Example Usage
Given a LinkML schema such as the following: https://github.com/linkml/linkml-arrays/blob/main/tests/input/temperature_dataset.yaml
We can generate Pydantic classes for the schema: https://github.com/linkml/linkml-arrays/blob/main/tests/test_dumpers/array_classes.py
We can then create instances of these classes to represent data:
import numpy as np
from tests.test_dumpers.array_classes import (
LatitudeSeries, LongitudeSeries, DaySeries,
TemperatureMatrix, TemperatureDataset
)
latitude_in_deg = LatitudeSeries(values=np.array([1, 2, 3]))
longitude_in_deg = LongitudeSeries(values=np.array([4, 5, 6]))
time_in_d = DaySeries(values=np.array([7, 8, 9]))
temperatures_in_K = TemperatureMatrix(
values=np.ones((3, 3, 3)),
)
temperature = TemperatureDataset(
name="my_temperature",
latitude_in_deg=latitude_in_deg,
longitude_in_deg=longitude_in_deg,
time_in_d=time_in_d,
temperatures_in_K=temperatures_in_K,
)
Serialization
We currently have four options for serializing (dumper) these arrays to disk:
a YAML file for the non-array data and a NumPy file for each of the arrays
a YAML file for the non-array data and an HDF5 file with a single dataset for each of the arrays
a single HDF5 file with a hierarchical structure that mirrors the structure of the data object and contains non-array data as attributes and array data as datasets
a single Zarr (v2) directory store with a hierarchical structure that mirrors the structure of the data object and contains non-array data as attributes and array data as arrays
For all dumpers, first get a SchemaView
object for the LinkML schema:
from linkml_runtime import SchemaView
from pathlib import Path
schema_path = Path("temperature_dataset.yaml")

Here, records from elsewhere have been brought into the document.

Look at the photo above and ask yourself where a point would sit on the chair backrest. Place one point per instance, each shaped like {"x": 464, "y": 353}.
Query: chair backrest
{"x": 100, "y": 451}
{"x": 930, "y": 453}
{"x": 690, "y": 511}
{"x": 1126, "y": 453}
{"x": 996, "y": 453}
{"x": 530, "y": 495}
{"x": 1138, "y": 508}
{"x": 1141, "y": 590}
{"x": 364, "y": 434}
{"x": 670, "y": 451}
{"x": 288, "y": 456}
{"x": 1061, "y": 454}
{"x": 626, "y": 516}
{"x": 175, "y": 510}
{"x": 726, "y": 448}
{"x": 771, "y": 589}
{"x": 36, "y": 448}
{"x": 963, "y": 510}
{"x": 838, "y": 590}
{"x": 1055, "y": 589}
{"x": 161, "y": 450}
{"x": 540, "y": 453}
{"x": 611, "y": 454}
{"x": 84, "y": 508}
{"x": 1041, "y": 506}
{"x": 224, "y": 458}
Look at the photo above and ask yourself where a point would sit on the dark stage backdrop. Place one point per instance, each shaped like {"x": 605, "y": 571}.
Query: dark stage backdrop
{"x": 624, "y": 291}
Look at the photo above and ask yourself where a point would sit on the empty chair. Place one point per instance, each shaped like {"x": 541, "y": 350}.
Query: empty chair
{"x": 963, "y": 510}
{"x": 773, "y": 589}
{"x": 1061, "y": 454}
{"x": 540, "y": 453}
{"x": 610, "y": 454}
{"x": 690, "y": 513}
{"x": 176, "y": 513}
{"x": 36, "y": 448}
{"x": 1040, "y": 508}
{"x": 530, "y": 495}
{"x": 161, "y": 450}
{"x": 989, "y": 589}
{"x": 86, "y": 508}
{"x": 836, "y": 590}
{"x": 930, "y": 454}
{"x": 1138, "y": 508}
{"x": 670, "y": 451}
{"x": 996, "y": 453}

schemaview = SchemaView(schema_path)
Then use a dumper to serialize the TemperatureDataset
data object that we created above:
YAML + NumPy dumper:
from linkml_arrays.dumpers import YamlNumpyDumper
YamlNumpyDumper().dumps(temperature, schemaview=schemaview)
Output YAML file with references to the NumPy files for each array:
latitude_in_deg:
values: file:./my_temperature.LatitudeSeries.values.npy
longitude_in_deg:
values: file:./my_temperature.LongitudeSeries.values.npy
name: my_temperature
temperatures_in_K:
values: file:./my_temperature.TemperatureMatrix.values.npy
time_in_d:
values: file:./my_temperature.DaySeries.values.npy
YAML + HDF5 dumper:
from linkml_arrays.dumpers import YamlHdf5Dumper
YamlHdf5Dumper().dumps(temperature, schemaview=schemaview)

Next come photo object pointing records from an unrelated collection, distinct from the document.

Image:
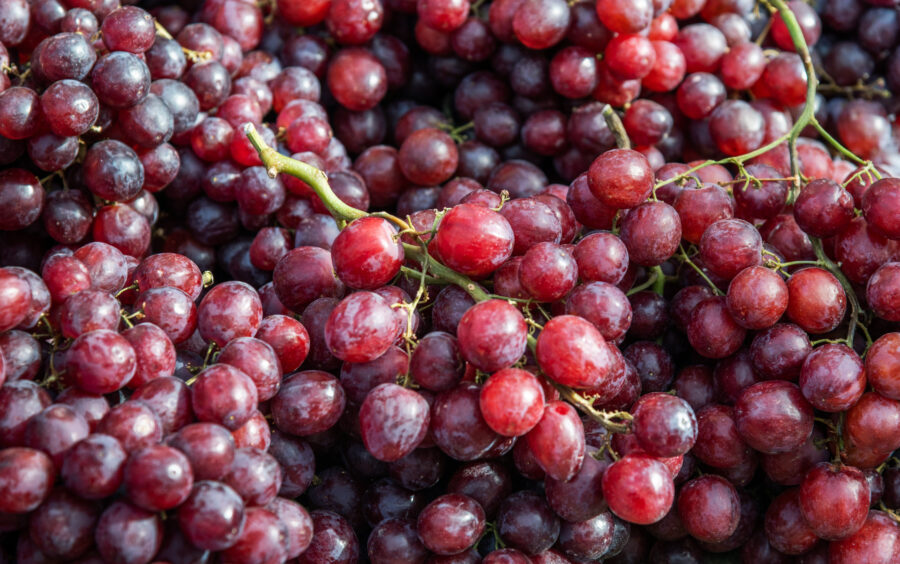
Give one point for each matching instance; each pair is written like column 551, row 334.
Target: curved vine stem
column 435, row 272
column 848, row 288
column 276, row 163
column 614, row 123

Output YAML file with references to the HDF5 files for each array:
latitude_in_deg:
values: file:./my_temperature.LatitudeSeries.values.h5
longitude_in_deg:
values: file:./my_temperature.LongitudeSeries.values.h5
name: my_temperature
temperatures_in_K:
values: file:./my_temperature.TemperatureMatrix.values.h5
time_in_d:
values: file:./my_temperature.DaySeries.values.h5
HDF5 dumper:
from linkml_arrays.dumpers import Hdf5Dumper
Hdf5Dumper().dumps(temperature, schemaview=schemaview)
The h5dump
output of the resulting HDF5 file:
HDF5 "my_temperature.h5" {
GROUP "/" {
ATTRIBUTE "name" {
DATATYPE H5T_STRING {
STRSIZE H5T_VARIABLE;
STRPAD H5T_STR_NULLTERM;
CSET H5T_CSET_UTF8;
CTYPE H5T_C_S1;
}
DATASPACE SCALAR
DATA {
(0): "my_temperature"
}
}
GROUP "latitude_in_deg" {
DATASET "values" {
DATATYPE H5T_STD_I64LE
DATASPACE SIMPLE { ( 3 ) / ( 3 ) }
DATA {
(0): 1, 2, 3
}
}
}
GROUP "longitude_in_deg" {
DATASET "values" {
DATATYPE H5T_STD_I64LE
DATASPACE SIMPLE { ( 3 ) / ( 3 ) }
DATA {
(0): 4, 5, 6
}
}
}
GROUP "temperatures_in_K" {
DATASET "values" {
DATATYPE H5T_IEEE_F64LE
DATASPACE SIMPLE { ( 3, 3, 3 ) / ( 3, 3, 3 ) }
DATA {
(0,0,0): 1, 1, 1,
(0,1,0): 1, 1, 1,
(0,2,0): 1, 1, 1,
(1,0,0): 1, 1, 1,
(1,1,0): 1, 1, 1,
(1,2,0): 1, 1, 1,
(2,0,0): 1, 1, 1,
(2,1,0): 1, 1, 1,
(2,2,0): 1, 1, 1
}
}
}
GROUP "time_in_d" {
DATASET "values" {
DATATYPE H5T_STD_I64LE
DATASPACE SIMPLE { ( 3 ) / ( 3 ) }
DATA {
(0): 7, 8, 9
}
}
}
}
}
Zarr dumper:
from linkml_arrays.dumpers import ZarrDumper
ZarrDumper().dumps(temperature, schemaview=schemaview)
The tree
output of the resulting Zarr directory store:
my_temperature.zarr
├── .zattrs
├── .zgroup
├── latitude_in_deg
│ ├── .zgroup
│ └── values
│ ├── .zarray
│ └── 0
├── longitude_in_deg
│ ├── .zgroup
│ └── values
│ ├── .zarray
│ └── 0
├── temperatures_in_K
│ ├── .zgroup
│ └── values
│ ├── .zarray
│ └── 0.0.0
└── time_in_d
├── .zgroup
└── values
├── .zarray
└── 0
Deserialization
For deserializing (loading) the data, we can use the corresponding loader for each dumper:
YAML + NumPy loader:
from hbreader import hbread
from linkml_arrays.loaders import YamlNumpyLoader
read_yaml = hbread("my_temperature_yaml_numpy.yaml")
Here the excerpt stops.